Jane laughed. "You should see some of the rookies' cars. They're worse than yours." She lowered her voice. "Don't let the fancy facility intimidate you. At the end of the day, it's still just hockey."

"Just hockey," Libby repeated, though her gaze was drawn to the pristine ice surface below where players were beginning to take the ice for warm-ups. "Right."

"They're good guys, mostly," Jane continued. "The team, I mean. Some egos, obviously, but that comes with the territory. Liam D'Arcy gets most of the media attention, but he's actually—"
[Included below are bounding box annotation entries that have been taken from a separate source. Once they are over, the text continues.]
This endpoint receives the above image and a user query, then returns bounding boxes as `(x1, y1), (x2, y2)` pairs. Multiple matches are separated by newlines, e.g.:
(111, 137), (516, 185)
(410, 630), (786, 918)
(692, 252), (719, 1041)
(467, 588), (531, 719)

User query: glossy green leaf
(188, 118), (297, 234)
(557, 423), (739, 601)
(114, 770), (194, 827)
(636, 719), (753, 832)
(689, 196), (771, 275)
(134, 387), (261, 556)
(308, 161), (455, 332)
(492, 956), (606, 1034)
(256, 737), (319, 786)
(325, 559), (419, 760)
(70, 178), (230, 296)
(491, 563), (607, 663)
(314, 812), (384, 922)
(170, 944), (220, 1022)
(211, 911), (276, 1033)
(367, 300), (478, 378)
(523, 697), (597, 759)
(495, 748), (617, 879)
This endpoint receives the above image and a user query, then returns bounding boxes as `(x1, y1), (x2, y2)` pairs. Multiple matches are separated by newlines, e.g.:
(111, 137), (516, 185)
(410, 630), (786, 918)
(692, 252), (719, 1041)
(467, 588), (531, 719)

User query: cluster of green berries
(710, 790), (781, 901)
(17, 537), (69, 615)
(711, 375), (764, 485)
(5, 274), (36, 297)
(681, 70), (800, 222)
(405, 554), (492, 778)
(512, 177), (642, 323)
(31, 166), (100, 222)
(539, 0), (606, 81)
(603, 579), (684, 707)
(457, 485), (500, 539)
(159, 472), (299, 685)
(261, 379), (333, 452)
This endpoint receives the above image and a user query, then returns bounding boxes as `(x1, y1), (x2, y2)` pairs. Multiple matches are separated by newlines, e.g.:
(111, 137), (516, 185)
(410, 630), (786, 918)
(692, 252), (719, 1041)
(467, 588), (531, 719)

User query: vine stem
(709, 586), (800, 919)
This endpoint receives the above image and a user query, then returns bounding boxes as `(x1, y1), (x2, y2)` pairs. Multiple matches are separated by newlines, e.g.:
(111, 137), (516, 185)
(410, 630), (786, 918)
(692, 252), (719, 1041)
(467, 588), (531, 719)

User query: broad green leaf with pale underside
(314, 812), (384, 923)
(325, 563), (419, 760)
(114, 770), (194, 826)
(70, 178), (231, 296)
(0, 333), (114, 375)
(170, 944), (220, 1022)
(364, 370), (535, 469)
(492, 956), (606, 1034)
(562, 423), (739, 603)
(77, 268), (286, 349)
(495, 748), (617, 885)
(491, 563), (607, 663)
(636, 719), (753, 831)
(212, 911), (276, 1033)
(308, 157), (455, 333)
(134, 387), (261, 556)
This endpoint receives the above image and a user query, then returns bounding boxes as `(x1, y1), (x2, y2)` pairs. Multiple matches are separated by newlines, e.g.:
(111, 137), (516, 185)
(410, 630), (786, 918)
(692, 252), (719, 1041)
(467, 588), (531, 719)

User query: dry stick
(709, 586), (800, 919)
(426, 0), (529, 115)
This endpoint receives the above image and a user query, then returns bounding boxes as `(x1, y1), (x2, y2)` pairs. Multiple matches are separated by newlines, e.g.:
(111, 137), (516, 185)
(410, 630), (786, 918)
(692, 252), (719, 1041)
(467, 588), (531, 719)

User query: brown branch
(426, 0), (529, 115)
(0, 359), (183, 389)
Jane's words faded as Libby's attention was captured by the scene below. The players moved with the fluid efficiency of elite athletes, their warm-up drills choreographed with military precision. But even among this collection of professional hockey players, one figure commanded attention.

The moment Liam D'Arcy stepped onto the ice, Libby's body recognized him before her brain caught up.

It was like the air pressure in the room changed, her lungs suddenly working harder to draw breath.

On television, he'd been contained, reduced to pixels and commentary.

In person, he was something else entirely—taller, broader, more physically present than any camera could capture.

Her pulse jumped, and she found herself gripping her pen tighter, fingernails pressing into her palm.

This was ridiculous. She'd interviewed professional athletes before—basketball players, football stars, even a few Olympians.

Men who could bench press her body weight with one arm, who had Stanford MBAs to go with their championship rings, whose signing bonuses had more zeros than she'd see in a lifetime.

None of them had made her feel like she'd suddenly forgotten how to regulate her own breathing.